My mom doesn't wear much eye makeup though her lipsticks are ALL MACs! She used to buy more expensive brands' lipsticks, but found out they aren't as safe as MAC ones(even though they "look" beautiful) and felt like she was spending money for the fancy tubes/bullets, if this is making a sense. She also doesn't like the scents that other brands' use for their lipsticks.


----------



## mspiggy (Sep 27, 2006)

That's nice!

I wish my mum share my obsession. haha


----------



## Chic 2k6 (Sep 27, 2006)

it is annoying when mum uses my SS skinfinish but she's got the perfect skintone for it whether i havent, im like NC15 or something like that maybe paler, so i use PP skinfinish.

i share my MAC with her


----------



## AudreyNicole (Sep 27, 2006)

No unfortuately.  My mom wears makeup, but it's all the same stuff all the time.  Basically just foundation, blush, eyeliner and mascara.  My dad won't kiss her if she's got stuff on her lips so she doesn't wear it.  LOL!  She did mention her and I going for makeovers sometime, so I am totally going to take her up on that  - maybe it'll get her hooked! 
	

	
	
		
		

		
			





My sister on the other hand is an addict, and it's all my fault thank you very much!!


----------



## oddinary (Sep 27, 2006)

My Mum has two MAC essentials, that she wears to work everyday. She uses Sea Me s/s and (my LE!) Oi Oi Oi l/g.


----------



## flowerhead (Sep 27, 2006)

My mother is a makeup artist at the bbc, and she uses mainly mac in her work and for personal use.


----------



## a914butterfly (Sep 27, 2006)

my mom doesnt wear much makeup and most of the times it just some foundation and lipstick and its that cheap drugstore brands. She lives far from me and not near a MAC store. there is a macys at a mall near her, but they dont have a mac counter. sometimes i send her some mac products and mac makeup that i think she would like. she says she will use it (she thanks me and says she likes the colors), but i have no way of telling because she lives far and i hardly see her. BUT-- i did get my almost 14 years old daughter HOOKED on MAC!! she loves mac and now shares my makeup (light colors, of course) and she is as excited as i am about upcomming collections.


----------



## neotrad (Sep 27, 2006)

Quote:

   Originally Posted by *AudreyNicole* 
_My dad won't kiss her if she's got stuff on her lips so she doesn't wear it.  LOL!  She did mention her and I going for makeovers sometime, so I am totally going to take her up on that  - maybe it'll get her hooked! 
	

	
	
		
		

		
		
	


	




My sister on the other hand is an addict, and it's all my fault thank you very much!! 
	

	
	
		
		

		
		
	


	


_

 
Aww.
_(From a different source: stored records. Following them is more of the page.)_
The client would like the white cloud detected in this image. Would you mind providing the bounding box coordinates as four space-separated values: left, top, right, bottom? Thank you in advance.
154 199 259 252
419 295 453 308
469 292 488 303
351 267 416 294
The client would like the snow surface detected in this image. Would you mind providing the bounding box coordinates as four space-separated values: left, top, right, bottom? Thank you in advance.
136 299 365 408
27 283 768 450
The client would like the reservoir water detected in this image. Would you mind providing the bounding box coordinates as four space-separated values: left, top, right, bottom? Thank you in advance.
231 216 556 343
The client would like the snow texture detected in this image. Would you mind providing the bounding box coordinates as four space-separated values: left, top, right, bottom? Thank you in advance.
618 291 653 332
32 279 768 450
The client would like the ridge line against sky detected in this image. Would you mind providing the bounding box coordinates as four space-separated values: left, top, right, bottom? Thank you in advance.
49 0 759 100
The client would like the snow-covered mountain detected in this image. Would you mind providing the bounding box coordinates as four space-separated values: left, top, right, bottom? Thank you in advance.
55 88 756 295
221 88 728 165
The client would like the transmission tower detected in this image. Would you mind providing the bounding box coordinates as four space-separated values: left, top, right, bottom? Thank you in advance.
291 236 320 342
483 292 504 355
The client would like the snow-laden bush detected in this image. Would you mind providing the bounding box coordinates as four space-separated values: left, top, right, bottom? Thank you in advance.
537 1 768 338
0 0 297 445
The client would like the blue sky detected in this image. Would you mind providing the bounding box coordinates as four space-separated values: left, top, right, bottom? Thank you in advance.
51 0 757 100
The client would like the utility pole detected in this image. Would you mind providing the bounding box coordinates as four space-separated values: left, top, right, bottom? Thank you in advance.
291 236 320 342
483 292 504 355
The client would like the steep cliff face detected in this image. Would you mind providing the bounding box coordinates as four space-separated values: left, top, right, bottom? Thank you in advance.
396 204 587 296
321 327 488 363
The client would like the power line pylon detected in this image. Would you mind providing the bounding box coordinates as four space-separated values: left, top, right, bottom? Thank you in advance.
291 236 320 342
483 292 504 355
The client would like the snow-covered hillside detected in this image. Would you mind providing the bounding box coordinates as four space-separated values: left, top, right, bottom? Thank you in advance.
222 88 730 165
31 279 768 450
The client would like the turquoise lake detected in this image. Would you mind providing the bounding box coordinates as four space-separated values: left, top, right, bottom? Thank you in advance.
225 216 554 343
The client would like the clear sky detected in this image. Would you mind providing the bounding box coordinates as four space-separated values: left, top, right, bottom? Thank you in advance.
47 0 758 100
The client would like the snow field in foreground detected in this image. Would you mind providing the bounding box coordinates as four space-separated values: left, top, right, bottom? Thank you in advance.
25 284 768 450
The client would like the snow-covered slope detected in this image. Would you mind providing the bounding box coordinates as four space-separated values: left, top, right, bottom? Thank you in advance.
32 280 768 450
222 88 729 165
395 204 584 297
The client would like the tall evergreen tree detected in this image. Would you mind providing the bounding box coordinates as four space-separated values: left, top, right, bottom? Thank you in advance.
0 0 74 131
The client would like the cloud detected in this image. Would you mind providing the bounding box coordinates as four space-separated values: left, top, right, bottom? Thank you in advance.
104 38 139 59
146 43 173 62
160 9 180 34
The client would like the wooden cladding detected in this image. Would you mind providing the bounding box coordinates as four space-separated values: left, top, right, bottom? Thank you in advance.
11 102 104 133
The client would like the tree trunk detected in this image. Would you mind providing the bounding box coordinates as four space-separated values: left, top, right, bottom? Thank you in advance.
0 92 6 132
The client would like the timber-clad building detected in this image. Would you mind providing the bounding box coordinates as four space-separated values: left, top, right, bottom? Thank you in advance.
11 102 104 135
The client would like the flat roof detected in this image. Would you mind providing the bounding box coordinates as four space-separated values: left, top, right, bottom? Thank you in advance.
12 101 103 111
That's cute.


----------



## Cocktail_party (Sep 27, 2006)

I definitely got my mom hooked on their lipsticks


----------



## ~LadyLocks~ (Sep 27, 2006)

You know I never really thought about introducing MAC to my mom since I've only been obsessed for almost 5 months now (I'm a late bloomer I know lol).  Plus we live about an hour and a half away from eachother and when I see her MU never usually comes up.  I have given her pointers on eye techniques but she's been doing her MU for so long that she always goes back to her old ways.  

We do connect on different levels though, like drinking LOL.  Yup, that's right were always drinking something when I visit her.  My mom is fun and down to earth so I think introducing her to MAC is a great idea.  She doesn't wear much MU cause she doesn't really need it but i'm sure she'll find some stuff that she loves.  Shoot, maybe she'll buy me some stuff to LOL.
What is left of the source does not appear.